N’est-il pas temps de l’oublier,
Le beau galant du temps passé ?


Ah ! comme j’ai eu de la peine à le retrouver parmi les bleus !… Mais j’ai détourné sa monture et je l’ai ramené jusqu’ici en chantant l’air qu’il aimait le mieux :

Toujours, toujours, dedans mes chants,
J’irai pleurant et regrettant.

Jean ne put obtenir aucune autre explication.

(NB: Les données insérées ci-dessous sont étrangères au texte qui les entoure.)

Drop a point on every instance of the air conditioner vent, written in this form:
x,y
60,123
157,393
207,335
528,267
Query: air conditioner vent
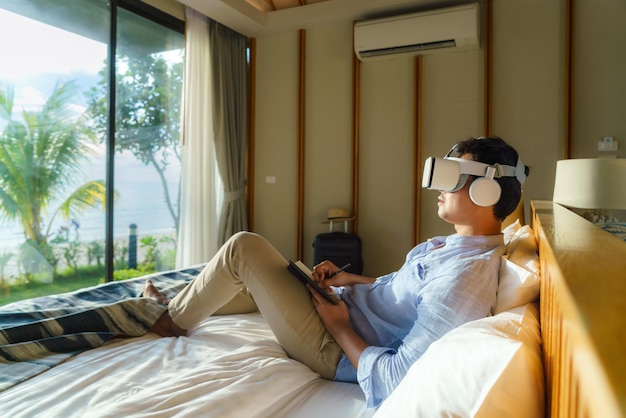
x,y
433,31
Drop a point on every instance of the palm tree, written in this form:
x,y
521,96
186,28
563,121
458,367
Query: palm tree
x,y
40,160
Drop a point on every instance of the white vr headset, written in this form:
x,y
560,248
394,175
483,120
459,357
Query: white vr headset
x,y
450,174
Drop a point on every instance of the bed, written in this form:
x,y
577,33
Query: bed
x,y
233,366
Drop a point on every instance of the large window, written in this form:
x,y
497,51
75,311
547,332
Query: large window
x,y
84,178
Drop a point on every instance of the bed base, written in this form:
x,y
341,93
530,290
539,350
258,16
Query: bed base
x,y
583,299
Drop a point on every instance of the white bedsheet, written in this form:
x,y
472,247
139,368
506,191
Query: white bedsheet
x,y
229,366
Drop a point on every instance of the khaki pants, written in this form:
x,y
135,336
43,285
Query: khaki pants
x,y
249,263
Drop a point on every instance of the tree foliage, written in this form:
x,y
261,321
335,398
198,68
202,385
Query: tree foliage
x,y
40,160
148,100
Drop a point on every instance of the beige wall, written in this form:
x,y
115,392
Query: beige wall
x,y
528,111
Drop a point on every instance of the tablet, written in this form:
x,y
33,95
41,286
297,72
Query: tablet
x,y
303,274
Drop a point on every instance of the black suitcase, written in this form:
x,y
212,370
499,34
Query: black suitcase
x,y
339,247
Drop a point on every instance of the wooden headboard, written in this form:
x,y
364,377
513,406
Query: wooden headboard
x,y
583,312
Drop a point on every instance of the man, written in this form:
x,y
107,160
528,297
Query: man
x,y
379,327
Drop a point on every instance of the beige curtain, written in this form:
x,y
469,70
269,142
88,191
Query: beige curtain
x,y
198,232
230,90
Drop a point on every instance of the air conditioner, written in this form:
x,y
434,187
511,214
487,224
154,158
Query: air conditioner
x,y
427,32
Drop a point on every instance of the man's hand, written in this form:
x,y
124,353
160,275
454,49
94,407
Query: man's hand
x,y
336,319
324,274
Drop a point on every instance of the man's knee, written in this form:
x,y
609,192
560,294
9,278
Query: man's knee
x,y
248,241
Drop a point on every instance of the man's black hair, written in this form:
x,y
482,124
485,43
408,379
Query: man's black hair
x,y
492,150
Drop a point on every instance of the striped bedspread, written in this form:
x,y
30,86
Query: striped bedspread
x,y
37,334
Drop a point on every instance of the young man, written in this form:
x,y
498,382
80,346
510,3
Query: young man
x,y
379,327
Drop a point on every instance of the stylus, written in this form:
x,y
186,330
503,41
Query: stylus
x,y
338,271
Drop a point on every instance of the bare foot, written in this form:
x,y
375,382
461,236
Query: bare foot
x,y
151,292
164,326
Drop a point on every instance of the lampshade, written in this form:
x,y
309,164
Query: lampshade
x,y
591,183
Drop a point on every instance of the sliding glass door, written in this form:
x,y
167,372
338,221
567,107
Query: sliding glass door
x,y
90,95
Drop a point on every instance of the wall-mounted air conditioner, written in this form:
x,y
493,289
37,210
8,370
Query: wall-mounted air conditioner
x,y
427,32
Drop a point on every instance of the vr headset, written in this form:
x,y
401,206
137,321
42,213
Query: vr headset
x,y
450,174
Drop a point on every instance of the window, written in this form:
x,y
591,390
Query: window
x,y
77,176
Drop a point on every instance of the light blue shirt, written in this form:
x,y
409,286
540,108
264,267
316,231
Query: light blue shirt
x,y
443,283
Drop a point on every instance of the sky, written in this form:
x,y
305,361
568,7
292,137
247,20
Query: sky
x,y
28,48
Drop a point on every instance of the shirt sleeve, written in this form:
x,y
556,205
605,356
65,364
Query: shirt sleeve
x,y
444,304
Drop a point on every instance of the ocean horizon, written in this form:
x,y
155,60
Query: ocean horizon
x,y
140,201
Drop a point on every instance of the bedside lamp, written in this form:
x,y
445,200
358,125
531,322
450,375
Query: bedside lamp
x,y
596,184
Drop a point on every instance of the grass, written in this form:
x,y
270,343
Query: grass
x,y
63,282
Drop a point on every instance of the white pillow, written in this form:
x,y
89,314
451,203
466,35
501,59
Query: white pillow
x,y
490,367
519,269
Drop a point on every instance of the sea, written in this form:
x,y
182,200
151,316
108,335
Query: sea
x,y
140,201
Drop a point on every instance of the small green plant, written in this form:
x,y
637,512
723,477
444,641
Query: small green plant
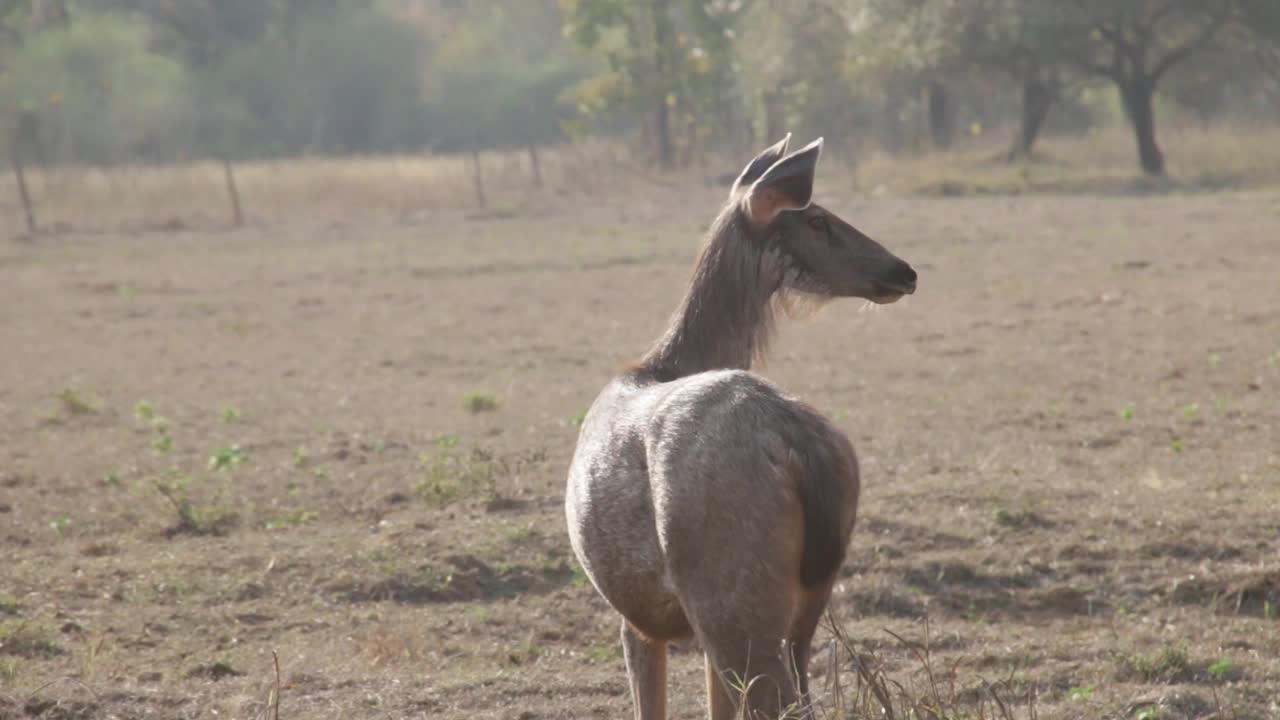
x,y
74,404
163,442
1150,712
600,654
227,458
1223,670
1080,695
520,534
480,402
196,519
1165,665
8,670
289,519
27,639
144,411
525,652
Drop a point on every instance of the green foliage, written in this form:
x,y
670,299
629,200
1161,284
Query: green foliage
x,y
27,639
1080,695
227,458
192,516
342,81
1168,664
449,475
480,402
101,92
74,402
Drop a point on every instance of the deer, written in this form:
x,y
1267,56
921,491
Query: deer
x,y
702,500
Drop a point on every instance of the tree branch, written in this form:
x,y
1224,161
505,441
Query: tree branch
x,y
1194,45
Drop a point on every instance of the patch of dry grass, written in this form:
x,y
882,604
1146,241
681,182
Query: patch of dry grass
x,y
414,187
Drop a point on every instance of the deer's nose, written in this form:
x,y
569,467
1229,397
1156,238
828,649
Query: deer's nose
x,y
903,277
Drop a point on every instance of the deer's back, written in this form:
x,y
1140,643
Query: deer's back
x,y
672,479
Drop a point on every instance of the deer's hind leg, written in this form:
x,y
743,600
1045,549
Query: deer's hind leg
x,y
647,668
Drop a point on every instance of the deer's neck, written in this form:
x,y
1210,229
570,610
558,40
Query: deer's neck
x,y
726,318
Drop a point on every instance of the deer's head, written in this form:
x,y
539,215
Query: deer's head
x,y
821,254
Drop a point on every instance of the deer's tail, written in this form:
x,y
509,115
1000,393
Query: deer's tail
x,y
827,473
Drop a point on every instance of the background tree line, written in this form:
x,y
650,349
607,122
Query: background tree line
x,y
122,81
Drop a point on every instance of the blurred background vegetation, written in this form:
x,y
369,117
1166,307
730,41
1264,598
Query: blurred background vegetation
x,y
108,82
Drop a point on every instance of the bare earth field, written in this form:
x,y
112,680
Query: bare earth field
x,y
347,443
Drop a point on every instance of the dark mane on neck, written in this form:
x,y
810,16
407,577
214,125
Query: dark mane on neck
x,y
726,318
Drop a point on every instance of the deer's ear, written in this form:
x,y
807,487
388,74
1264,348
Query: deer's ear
x,y
787,185
755,168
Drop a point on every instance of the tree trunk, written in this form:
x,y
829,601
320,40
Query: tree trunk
x,y
1037,100
775,118
662,114
941,118
478,177
23,195
535,165
1138,98
232,192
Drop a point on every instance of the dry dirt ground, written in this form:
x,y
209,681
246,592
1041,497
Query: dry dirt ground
x,y
347,445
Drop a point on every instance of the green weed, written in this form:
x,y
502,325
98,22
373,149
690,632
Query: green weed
x,y
1169,664
451,475
76,404
192,518
227,458
1080,695
289,519
8,670
480,402
1224,670
163,442
144,411
27,639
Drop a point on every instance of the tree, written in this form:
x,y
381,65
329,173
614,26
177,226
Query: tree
x,y
1134,44
100,91
668,60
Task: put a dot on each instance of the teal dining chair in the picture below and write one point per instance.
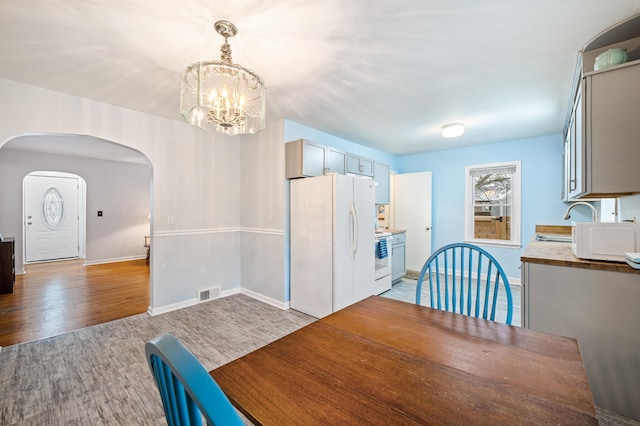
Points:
(188, 392)
(466, 279)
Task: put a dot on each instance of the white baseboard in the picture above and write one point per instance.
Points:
(226, 293)
(265, 299)
(173, 307)
(113, 260)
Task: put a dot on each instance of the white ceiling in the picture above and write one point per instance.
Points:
(385, 74)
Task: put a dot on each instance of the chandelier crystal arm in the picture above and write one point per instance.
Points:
(222, 95)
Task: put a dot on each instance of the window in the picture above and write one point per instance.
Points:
(492, 204)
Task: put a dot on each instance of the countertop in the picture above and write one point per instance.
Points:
(560, 254)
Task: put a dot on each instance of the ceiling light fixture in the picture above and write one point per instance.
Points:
(221, 95)
(452, 130)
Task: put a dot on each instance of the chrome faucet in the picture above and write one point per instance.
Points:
(594, 212)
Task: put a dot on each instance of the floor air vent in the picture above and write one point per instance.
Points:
(208, 294)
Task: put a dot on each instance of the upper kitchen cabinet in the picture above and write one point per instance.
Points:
(381, 174)
(601, 137)
(359, 165)
(304, 158)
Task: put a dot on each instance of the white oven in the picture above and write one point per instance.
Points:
(383, 262)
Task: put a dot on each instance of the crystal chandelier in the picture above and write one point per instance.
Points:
(221, 95)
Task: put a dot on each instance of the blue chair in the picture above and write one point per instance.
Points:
(465, 279)
(187, 390)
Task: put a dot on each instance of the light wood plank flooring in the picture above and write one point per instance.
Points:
(57, 297)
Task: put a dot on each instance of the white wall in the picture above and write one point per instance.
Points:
(196, 178)
(263, 215)
(120, 190)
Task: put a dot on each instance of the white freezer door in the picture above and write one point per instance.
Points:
(311, 245)
(343, 234)
(364, 198)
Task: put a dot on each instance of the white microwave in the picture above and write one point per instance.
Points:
(605, 241)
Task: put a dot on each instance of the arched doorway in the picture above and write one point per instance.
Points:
(118, 184)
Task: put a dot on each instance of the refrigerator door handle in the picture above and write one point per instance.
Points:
(356, 229)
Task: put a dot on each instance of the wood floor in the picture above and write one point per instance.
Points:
(58, 297)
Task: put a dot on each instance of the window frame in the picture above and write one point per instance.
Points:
(516, 213)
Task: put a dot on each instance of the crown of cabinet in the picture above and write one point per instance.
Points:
(600, 141)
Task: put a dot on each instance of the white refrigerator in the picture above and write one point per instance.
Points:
(332, 242)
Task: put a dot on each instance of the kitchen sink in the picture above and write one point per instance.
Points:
(554, 238)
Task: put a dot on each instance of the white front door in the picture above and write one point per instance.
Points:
(411, 210)
(51, 217)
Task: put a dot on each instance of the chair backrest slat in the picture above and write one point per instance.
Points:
(469, 284)
(187, 390)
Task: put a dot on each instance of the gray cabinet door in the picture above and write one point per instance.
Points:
(612, 127)
(359, 165)
(312, 159)
(335, 161)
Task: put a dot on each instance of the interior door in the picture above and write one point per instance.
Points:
(411, 210)
(51, 217)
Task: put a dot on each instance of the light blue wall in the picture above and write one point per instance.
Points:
(541, 183)
(541, 160)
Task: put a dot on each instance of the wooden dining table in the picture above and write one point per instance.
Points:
(382, 361)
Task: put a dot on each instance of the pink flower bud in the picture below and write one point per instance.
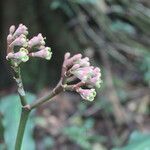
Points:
(95, 81)
(22, 29)
(36, 41)
(44, 53)
(20, 41)
(69, 62)
(87, 94)
(12, 29)
(67, 55)
(84, 73)
(9, 38)
(83, 62)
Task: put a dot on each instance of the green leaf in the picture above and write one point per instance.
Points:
(11, 110)
(137, 141)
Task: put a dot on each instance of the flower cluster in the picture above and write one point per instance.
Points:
(89, 77)
(20, 48)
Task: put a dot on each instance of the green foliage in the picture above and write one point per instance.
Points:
(127, 28)
(137, 141)
(82, 135)
(145, 67)
(11, 111)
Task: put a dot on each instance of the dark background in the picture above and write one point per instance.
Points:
(115, 34)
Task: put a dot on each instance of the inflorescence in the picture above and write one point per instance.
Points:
(20, 48)
(77, 73)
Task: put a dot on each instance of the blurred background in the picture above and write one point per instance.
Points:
(115, 35)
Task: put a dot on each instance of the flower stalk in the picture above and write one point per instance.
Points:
(76, 75)
(22, 124)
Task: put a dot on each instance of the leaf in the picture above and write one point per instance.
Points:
(11, 111)
(137, 141)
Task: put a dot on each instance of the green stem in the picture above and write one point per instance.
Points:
(21, 129)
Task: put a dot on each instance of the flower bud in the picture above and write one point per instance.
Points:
(83, 62)
(22, 55)
(87, 94)
(12, 29)
(43, 53)
(20, 41)
(83, 73)
(36, 41)
(9, 38)
(22, 29)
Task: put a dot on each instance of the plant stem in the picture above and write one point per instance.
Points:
(21, 129)
(18, 79)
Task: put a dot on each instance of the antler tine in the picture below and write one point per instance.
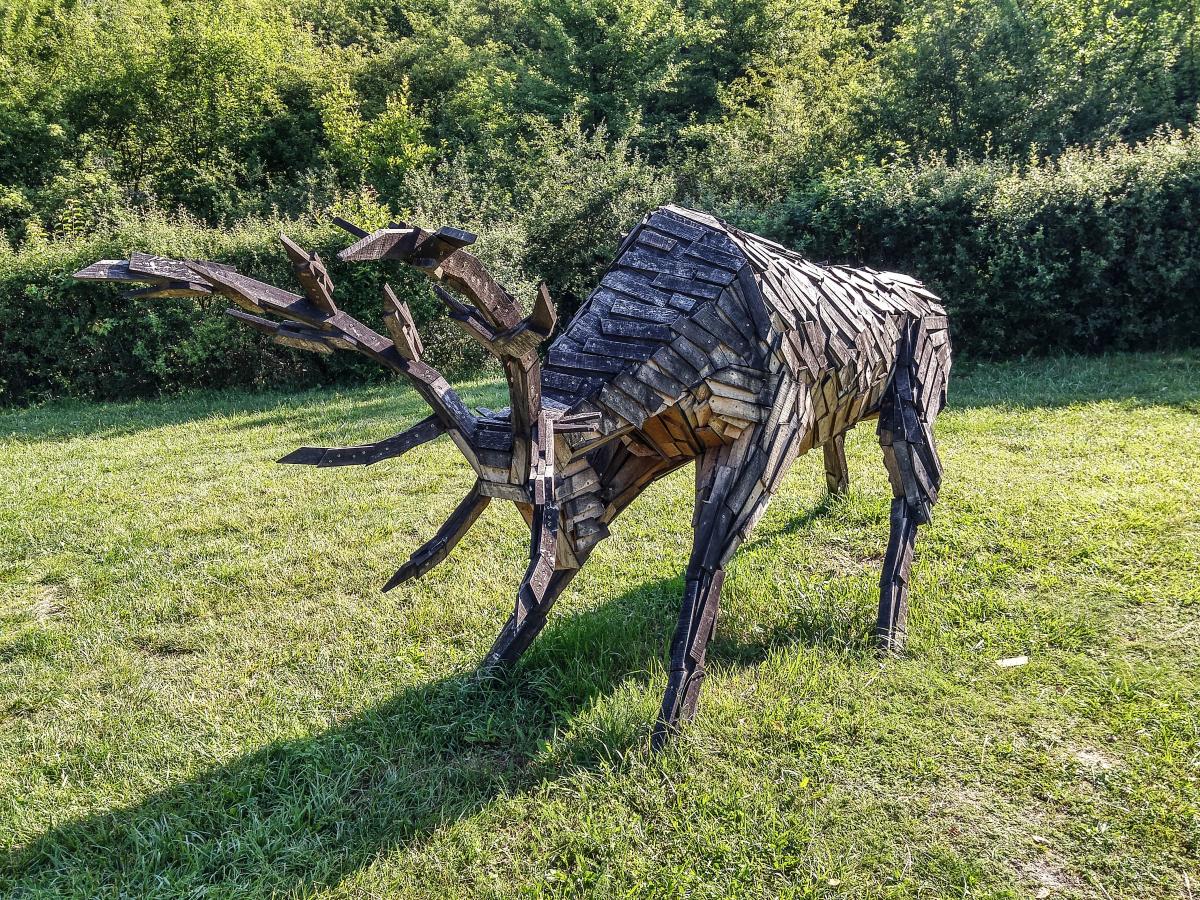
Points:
(492, 318)
(311, 323)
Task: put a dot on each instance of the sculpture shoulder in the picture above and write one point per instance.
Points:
(667, 268)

Son frère, que Miélette et Va-de-bon-Coeur avaient descendu de cheval, ne savait rien, n’entendait rien. Au nom de sa mère seulement, on voyait passer sur ses traits un frémissement convulsif ; une lueur traversait ses yeux, puis il retombait dans sa stupeur égarée.


IV.

La douleur, au lieu d’abattre Jean Chouan, le retrempa. Après avoir pleuré la morte, il songea à la venger.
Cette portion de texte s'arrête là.